Forgive me for my release in your class last night.
As you were speaking about all the emotion stored in the gut and around the heart, I felt the muscles that had been restricting mine for years slowly relaxing their death grip. Years of tightly held sorrow started streaming down my cheeks.
You were the only one who saw, I think. Don’t worry, it scared the shit out of me too. I felt compelled to write you and apologize because that’s what I have been programmed to do for my scary emotions. I’m sorry I’m sad. I’m sorry I couldn’t hide that truth any more. I’m sorry you were faced with it. I’m sorry I didn’t stay and talk to you about it, explain my tears.
I’m still very ashamed of them. There is still a huge part of me that believes I should be stronger than them. Plus, putting words to those feelings would open up the flood gates for real with an intensity that neither you nor I could manage in the five minutes you had between classes. Heaving sobs, shaking and rocking, most likely in the fetal position were a guarantee. I would be trapped in my worst fear, my sadness disrupting someone else’s life. It’s already disrupted my own enough.
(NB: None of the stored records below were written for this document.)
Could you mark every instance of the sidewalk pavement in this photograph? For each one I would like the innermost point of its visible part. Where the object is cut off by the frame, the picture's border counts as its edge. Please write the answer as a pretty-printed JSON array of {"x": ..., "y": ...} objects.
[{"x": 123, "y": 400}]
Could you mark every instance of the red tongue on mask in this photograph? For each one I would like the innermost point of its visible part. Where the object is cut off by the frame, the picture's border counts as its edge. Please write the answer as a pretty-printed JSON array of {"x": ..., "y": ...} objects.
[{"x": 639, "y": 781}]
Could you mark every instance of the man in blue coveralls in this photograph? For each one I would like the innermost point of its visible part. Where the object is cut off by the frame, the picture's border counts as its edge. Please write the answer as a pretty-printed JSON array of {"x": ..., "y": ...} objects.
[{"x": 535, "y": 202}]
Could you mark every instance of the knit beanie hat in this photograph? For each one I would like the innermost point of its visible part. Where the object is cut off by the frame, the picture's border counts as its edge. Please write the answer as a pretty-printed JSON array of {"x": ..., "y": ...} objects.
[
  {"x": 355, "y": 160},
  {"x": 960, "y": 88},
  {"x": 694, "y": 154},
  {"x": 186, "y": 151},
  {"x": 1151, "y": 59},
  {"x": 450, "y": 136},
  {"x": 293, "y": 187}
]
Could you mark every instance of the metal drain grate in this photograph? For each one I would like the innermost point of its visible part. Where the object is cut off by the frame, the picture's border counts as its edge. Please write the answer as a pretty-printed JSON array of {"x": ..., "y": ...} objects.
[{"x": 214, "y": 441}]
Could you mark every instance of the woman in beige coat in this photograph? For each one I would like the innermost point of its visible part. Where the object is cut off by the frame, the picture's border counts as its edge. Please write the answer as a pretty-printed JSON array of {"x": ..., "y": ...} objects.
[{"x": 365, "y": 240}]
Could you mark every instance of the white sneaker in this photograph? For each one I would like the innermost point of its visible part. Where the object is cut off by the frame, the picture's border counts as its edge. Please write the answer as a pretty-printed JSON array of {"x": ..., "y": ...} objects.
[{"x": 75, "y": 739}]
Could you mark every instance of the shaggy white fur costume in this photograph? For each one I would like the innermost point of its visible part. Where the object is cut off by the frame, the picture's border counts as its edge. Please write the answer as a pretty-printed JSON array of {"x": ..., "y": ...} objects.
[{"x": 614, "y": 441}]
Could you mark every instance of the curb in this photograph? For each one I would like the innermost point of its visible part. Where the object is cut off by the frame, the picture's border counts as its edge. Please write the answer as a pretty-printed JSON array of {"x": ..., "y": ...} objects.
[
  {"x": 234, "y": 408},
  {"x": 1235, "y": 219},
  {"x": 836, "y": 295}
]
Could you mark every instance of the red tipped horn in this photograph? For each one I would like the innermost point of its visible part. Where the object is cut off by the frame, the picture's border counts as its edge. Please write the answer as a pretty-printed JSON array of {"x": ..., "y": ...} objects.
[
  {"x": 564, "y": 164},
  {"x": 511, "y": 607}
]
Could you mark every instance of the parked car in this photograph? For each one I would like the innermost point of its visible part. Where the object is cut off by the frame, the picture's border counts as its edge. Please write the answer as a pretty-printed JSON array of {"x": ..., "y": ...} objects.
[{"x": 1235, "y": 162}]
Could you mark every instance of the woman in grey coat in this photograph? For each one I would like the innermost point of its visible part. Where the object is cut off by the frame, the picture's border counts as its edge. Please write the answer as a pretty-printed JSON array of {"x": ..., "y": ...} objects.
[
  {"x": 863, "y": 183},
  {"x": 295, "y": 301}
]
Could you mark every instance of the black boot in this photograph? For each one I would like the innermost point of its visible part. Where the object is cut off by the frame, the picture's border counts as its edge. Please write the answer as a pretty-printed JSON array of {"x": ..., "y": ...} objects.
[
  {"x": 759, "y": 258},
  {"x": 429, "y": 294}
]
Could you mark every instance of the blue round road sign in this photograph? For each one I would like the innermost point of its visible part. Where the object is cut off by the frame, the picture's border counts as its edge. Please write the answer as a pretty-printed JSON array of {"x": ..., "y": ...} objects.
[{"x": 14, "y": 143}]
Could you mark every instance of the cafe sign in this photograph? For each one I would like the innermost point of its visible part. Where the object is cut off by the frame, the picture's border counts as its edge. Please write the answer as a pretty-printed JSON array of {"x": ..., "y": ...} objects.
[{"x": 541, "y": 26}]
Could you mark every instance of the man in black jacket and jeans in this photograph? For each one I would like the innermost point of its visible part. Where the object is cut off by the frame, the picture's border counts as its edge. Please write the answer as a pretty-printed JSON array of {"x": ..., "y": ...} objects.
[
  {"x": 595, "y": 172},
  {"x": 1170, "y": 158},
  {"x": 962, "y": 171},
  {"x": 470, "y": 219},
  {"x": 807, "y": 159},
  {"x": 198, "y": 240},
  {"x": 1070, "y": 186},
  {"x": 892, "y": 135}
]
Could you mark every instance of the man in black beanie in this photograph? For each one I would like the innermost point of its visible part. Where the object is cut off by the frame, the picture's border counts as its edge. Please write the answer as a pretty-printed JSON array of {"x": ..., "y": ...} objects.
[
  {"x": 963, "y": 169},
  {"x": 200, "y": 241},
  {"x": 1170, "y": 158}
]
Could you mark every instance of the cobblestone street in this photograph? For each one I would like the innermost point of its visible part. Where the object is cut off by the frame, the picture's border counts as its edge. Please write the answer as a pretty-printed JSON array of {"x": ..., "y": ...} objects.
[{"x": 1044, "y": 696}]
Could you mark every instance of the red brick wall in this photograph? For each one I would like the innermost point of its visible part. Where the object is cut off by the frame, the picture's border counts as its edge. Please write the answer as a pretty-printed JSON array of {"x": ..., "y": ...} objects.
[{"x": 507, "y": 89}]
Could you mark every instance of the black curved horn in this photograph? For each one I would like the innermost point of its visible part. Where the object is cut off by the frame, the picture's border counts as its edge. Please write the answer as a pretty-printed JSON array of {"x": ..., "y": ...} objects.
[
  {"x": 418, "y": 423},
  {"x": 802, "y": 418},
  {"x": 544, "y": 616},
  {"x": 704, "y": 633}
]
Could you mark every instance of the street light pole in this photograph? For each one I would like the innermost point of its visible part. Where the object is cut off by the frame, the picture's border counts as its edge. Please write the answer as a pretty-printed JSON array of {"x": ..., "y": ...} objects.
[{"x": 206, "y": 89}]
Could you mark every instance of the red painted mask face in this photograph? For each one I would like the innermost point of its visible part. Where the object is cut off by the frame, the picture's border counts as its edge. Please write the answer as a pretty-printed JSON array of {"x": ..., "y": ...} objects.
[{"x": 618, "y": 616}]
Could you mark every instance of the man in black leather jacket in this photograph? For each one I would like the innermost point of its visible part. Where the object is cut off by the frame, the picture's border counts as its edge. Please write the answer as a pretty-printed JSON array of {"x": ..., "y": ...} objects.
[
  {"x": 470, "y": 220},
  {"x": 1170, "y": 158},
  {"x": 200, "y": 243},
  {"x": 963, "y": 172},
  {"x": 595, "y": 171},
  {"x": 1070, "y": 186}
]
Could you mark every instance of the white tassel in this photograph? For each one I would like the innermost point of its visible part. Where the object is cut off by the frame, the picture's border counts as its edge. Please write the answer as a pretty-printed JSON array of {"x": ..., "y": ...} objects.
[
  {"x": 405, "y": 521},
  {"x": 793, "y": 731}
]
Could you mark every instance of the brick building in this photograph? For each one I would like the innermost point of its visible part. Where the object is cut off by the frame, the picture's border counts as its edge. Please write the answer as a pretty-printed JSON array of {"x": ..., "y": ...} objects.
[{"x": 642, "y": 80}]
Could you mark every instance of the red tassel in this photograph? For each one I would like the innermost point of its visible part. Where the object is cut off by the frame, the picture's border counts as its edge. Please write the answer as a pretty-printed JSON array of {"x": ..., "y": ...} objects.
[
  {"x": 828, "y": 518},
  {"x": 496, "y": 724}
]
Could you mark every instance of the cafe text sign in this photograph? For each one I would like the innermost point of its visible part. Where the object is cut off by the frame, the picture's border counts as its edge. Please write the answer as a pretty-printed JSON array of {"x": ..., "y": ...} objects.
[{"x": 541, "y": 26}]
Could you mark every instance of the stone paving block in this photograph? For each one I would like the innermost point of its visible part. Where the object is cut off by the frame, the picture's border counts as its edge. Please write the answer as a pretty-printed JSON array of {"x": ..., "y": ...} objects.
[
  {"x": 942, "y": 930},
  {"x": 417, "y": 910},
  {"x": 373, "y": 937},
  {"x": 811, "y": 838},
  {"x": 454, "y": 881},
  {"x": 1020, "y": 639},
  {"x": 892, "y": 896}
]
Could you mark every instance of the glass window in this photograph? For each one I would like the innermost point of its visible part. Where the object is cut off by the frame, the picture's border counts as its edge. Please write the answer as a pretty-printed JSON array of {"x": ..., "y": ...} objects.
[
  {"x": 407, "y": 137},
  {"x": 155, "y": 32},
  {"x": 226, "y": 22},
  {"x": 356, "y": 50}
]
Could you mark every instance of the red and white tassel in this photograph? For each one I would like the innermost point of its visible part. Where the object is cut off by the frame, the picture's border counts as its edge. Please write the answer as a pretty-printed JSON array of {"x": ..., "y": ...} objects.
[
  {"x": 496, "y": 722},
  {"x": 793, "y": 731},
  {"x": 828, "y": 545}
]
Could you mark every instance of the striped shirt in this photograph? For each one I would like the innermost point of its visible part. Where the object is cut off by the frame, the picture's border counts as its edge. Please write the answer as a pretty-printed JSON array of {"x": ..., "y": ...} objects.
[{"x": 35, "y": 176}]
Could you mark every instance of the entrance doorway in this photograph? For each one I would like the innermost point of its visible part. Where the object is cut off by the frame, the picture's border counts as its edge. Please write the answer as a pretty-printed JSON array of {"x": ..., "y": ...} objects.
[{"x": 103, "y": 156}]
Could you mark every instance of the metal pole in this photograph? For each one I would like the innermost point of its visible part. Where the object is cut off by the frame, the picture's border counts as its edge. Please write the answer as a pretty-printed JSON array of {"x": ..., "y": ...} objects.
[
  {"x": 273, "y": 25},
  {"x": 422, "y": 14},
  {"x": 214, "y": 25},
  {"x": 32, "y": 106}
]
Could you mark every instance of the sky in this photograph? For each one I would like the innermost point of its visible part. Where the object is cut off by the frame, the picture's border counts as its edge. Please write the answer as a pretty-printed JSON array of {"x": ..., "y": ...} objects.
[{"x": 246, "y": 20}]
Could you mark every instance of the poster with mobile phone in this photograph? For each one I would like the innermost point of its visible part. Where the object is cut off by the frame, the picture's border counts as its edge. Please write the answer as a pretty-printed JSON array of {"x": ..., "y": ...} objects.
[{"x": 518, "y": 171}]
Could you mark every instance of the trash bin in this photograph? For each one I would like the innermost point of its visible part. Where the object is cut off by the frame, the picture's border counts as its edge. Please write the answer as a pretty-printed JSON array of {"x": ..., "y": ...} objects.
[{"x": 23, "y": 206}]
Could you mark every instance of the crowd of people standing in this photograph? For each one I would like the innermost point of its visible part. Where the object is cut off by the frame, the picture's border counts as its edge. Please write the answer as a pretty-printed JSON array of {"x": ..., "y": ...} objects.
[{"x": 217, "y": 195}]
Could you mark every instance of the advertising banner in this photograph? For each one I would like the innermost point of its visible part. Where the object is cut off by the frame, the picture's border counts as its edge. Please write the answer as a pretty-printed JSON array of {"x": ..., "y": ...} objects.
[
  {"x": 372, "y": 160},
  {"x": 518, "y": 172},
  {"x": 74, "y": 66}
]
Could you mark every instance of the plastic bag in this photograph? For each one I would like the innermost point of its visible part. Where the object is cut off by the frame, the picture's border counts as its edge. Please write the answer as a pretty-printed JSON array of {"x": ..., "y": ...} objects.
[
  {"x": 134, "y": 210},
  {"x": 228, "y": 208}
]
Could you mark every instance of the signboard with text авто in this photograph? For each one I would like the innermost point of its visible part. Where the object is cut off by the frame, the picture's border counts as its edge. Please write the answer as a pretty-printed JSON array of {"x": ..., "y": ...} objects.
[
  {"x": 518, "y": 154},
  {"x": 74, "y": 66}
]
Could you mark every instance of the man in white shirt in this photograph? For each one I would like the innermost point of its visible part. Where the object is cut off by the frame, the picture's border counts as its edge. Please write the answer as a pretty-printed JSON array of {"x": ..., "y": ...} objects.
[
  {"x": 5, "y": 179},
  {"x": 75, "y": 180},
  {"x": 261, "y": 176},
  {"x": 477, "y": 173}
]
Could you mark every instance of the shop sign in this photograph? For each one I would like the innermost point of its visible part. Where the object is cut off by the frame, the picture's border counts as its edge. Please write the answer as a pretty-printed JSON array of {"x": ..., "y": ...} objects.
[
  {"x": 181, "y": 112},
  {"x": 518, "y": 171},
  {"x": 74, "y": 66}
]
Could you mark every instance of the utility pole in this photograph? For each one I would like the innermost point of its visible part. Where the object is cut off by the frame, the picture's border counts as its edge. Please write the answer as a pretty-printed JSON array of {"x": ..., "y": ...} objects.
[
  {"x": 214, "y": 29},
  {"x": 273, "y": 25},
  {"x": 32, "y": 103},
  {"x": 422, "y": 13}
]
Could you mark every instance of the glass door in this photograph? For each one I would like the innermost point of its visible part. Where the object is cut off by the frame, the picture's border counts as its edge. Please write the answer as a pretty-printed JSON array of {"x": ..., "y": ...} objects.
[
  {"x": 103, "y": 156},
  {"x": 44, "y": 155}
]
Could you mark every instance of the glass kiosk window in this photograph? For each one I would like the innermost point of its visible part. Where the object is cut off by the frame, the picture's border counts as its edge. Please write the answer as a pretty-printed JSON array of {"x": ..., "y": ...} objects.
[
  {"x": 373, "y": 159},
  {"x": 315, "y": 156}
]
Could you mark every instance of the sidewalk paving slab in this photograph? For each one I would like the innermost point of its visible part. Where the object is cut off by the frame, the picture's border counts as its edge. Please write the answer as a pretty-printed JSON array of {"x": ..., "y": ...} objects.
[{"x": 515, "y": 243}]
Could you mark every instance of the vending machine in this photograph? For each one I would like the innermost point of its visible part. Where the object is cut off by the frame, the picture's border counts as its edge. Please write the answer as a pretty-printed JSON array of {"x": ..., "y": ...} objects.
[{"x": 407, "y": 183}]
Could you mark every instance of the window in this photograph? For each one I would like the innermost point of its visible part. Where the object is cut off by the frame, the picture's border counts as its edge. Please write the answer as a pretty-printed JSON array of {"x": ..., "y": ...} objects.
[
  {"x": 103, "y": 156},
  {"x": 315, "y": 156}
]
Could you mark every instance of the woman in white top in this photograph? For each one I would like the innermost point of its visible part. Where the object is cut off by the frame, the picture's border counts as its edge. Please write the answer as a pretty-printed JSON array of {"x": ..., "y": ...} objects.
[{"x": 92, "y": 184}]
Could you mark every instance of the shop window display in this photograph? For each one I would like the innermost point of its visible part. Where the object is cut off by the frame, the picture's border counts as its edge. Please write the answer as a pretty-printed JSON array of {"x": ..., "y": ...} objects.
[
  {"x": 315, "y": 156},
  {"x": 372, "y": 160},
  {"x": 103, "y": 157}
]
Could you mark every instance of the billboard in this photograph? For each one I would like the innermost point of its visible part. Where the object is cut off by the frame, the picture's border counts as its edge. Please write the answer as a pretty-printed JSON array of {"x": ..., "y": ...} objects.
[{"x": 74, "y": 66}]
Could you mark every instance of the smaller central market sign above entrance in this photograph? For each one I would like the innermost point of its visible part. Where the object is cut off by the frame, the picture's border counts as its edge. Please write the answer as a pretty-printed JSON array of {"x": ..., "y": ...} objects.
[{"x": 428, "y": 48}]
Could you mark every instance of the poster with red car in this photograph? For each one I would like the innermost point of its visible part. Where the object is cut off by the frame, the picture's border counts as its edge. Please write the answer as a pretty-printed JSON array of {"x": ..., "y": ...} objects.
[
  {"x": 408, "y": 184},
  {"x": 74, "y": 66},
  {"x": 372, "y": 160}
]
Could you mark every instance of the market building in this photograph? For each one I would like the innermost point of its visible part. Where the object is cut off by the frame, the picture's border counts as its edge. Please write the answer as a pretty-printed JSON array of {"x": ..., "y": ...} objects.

But more, I want to thank you. I know you didn’t invent yoga. Nor did you create the poses that are designed to pull our muscles to a point of release. But you kindly guided us through that brief journey. One that allowed me to briefly put down my woe, if just for a moment, and cry. I want to express my sincere gratitude. I have been chasing that release in various unhealthy ways for years. Who knew all I had to do was practice yoga?
Funny, even my body knows that I miss my dad. Now, you do too. I don’t miss him any less today, but I am able to admit fearlessly to one more person that I feel his absence on a cellular level deep within my muscle tissues, bundled up in my connective tissue is my grief. Admitting this leaves me feeling exposed and entirely too vulnerable for the mean streets of Manhattan. But I’m learning, slowly, that maybe my vulnerability is a strength.
I’m finishing this up, so I can practice yoga again today. I’m choosing to dive into the pain instead of flee. This is very new for me. Thank you again for being the instrument for this step in the right direction. I owe you!